The rise and fall of the number of bees in your garden from one year to the next is most likely due to beekeepers moving their bees.
Bees Just moved to a new home late last summer (2007), and my garden here is full of bees this year. I have quite a few California Lilac bushes around the property and the are literally full of the honey bees - you can hear the humming from them many feet away. I'm told that these lilac bushes attract bees just as the Butterfly Weed bush attracts butterflies. In case some folks don't know I will relate the following story: I captured what I thought was a big fly. However, it seemed to have "bee legs", so I showed it to a local expert who told me it was a Mason bee and that I was lucky to have them. Apparently they are expert pollinators - will pollinate far more than the humble honey bee. They are generally "loners" and don't sting, however, I find that honey bees don't sting either - as long as you move quitely around them.

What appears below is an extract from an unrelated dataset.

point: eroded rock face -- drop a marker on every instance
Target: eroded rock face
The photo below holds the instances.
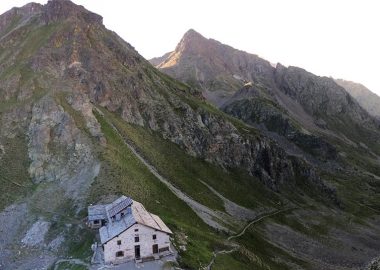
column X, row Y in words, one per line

I haven't noticed anything unusual in the past but this year there are fewer bees in the garden. I've never been stung by a bee and would walk past many on my way to wherever. I wish I could say the same about mosquitoes :( I read somewhere that bees and wasps are not agressive until late summer because they are busy collecting nectar earlier on but later in the summer they feed on the fruit and berries and become drunk and more agressive. I don't even see wasps in the garden until the end of summer so they must be very shy ordinarily.